SOCIAL care leaders felt blindsided by recently announced changes to visa rules banning care workers from bringing their families to Britain, MPs heard today.

Care England chief executive Professor Martin Green said they have grave concerns that the government’s move could drive people from the sector.

He criticised a lack of consultation with the sector, saying it left leaders “particularly concerned, annoyed and irritated.”

Prof Green told Parliament’s health & social care committee the system is already creaking at the edges due to a lack of funding and spoke of the chronic workforce shortage it faces.

Health Secretary Victoria Atkins told the same committee last week that the social care sector was “broadly relaxed” about the changes on dependants.

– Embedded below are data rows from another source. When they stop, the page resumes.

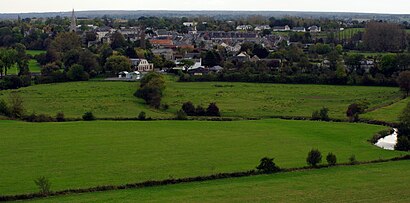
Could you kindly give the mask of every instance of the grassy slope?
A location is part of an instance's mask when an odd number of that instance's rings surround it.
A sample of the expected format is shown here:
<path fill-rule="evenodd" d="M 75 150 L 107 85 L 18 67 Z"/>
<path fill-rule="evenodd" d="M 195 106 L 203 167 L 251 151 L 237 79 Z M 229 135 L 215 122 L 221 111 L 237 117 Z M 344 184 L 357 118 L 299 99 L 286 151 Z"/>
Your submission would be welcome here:
<path fill-rule="evenodd" d="M 38 202 L 409 202 L 409 181 L 410 163 L 401 161 L 62 196 Z"/>
<path fill-rule="evenodd" d="M 281 167 L 304 166 L 312 148 L 339 162 L 402 154 L 366 141 L 385 127 L 349 123 L 0 121 L 0 129 L 0 194 L 34 192 L 39 176 L 61 190 L 243 171 L 265 156 Z"/>
<path fill-rule="evenodd" d="M 90 110 L 97 117 L 136 117 L 142 110 L 151 117 L 173 117 L 186 101 L 205 107 L 215 101 L 223 116 L 311 116 L 325 106 L 331 117 L 345 118 L 346 108 L 353 102 L 367 99 L 371 106 L 377 106 L 400 96 L 397 88 L 390 87 L 169 81 L 163 103 L 170 109 L 161 112 L 147 109 L 133 96 L 137 87 L 138 83 L 93 81 L 37 85 L 18 91 L 29 112 L 55 115 L 63 111 L 67 117 L 81 117 Z M 0 92 L 0 98 L 6 94 Z"/>
<path fill-rule="evenodd" d="M 401 100 L 397 103 L 394 103 L 390 106 L 386 106 L 375 111 L 366 113 L 362 115 L 363 118 L 374 119 L 374 120 L 383 120 L 390 122 L 398 122 L 399 115 L 410 102 L 410 98 Z"/>

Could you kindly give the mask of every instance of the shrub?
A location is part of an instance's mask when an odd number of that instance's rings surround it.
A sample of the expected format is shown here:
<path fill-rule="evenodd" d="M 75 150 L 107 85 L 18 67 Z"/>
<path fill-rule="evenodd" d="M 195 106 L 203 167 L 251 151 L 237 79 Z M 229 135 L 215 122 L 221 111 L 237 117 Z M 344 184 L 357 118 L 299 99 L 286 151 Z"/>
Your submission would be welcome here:
<path fill-rule="evenodd" d="M 195 113 L 197 116 L 206 116 L 206 110 L 201 105 L 198 105 L 195 109 Z"/>
<path fill-rule="evenodd" d="M 320 120 L 329 121 L 330 120 L 329 109 L 326 107 L 323 107 L 322 109 L 320 109 L 319 116 L 320 116 Z"/>
<path fill-rule="evenodd" d="M 0 99 L 0 115 L 10 116 L 10 107 L 3 99 Z"/>
<path fill-rule="evenodd" d="M 306 162 L 309 166 L 316 167 L 320 162 L 322 162 L 322 153 L 317 149 L 312 149 L 308 153 Z"/>
<path fill-rule="evenodd" d="M 206 115 L 207 116 L 215 116 L 219 117 L 221 116 L 221 113 L 219 112 L 219 108 L 216 105 L 216 103 L 210 103 L 208 108 L 206 109 Z"/>
<path fill-rule="evenodd" d="M 187 120 L 187 115 L 185 113 L 185 111 L 183 111 L 182 109 L 177 111 L 177 115 L 175 117 L 176 120 Z"/>
<path fill-rule="evenodd" d="M 349 157 L 349 163 L 352 165 L 357 164 L 356 155 L 352 154 L 352 156 Z"/>
<path fill-rule="evenodd" d="M 85 121 L 93 121 L 95 120 L 94 114 L 92 112 L 85 112 L 83 115 L 83 120 Z"/>
<path fill-rule="evenodd" d="M 336 162 L 337 162 L 336 155 L 330 152 L 326 156 L 326 161 L 327 161 L 327 164 L 329 164 L 330 166 L 336 165 Z"/>
<path fill-rule="evenodd" d="M 259 166 L 256 167 L 259 171 L 263 173 L 275 173 L 280 171 L 280 168 L 276 166 L 276 164 L 273 162 L 274 158 L 262 158 L 260 161 Z"/>
<path fill-rule="evenodd" d="M 145 119 L 147 119 L 147 115 L 144 111 L 141 111 L 140 114 L 138 114 L 138 120 L 143 121 Z"/>
<path fill-rule="evenodd" d="M 48 178 L 42 176 L 34 180 L 34 183 L 37 185 L 38 189 L 40 190 L 40 193 L 42 195 L 48 195 L 50 194 L 51 190 L 51 183 L 48 180 Z"/>
<path fill-rule="evenodd" d="M 58 112 L 56 115 L 56 120 L 57 122 L 64 122 L 65 121 L 65 116 L 63 112 Z"/>
<path fill-rule="evenodd" d="M 315 121 L 320 120 L 320 113 L 319 113 L 319 111 L 314 111 L 314 112 L 312 113 L 312 120 L 315 120 Z"/>
<path fill-rule="evenodd" d="M 23 98 L 17 93 L 11 93 L 10 97 L 10 117 L 13 119 L 23 118 L 24 116 L 24 106 Z"/>
<path fill-rule="evenodd" d="M 194 104 L 192 102 L 185 102 L 182 104 L 182 110 L 188 115 L 188 116 L 196 116 L 196 109 Z"/>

But Skills for Care chief executive Oonagh Smyth told the committee today that “international recruits have significantly contributed to workforce capacity” in the year to April 2023.

She said that more must be done to build a domestic workforce if international recruitment is cut.

Unison union head of social care Gavin Edwards told the Morning Star: “Anyone trying to make it harder for the essential workers the social care sector relies on to come to this country has no understanding of the care system and the pressure it is under.

“Ministers are simply playing to the gallery. They have not even consulted with the people who will have to try and pick up the pieces of this disastrous policy.

“There is no army of domestic workers waiting in the wings to provide the skilled care services required.”

He called on the government to properly fund the sector and raise wages for it to be more attractive to workers.

“But take away the migrant workers currently stopping care from going under and the whole system collapses,” he said.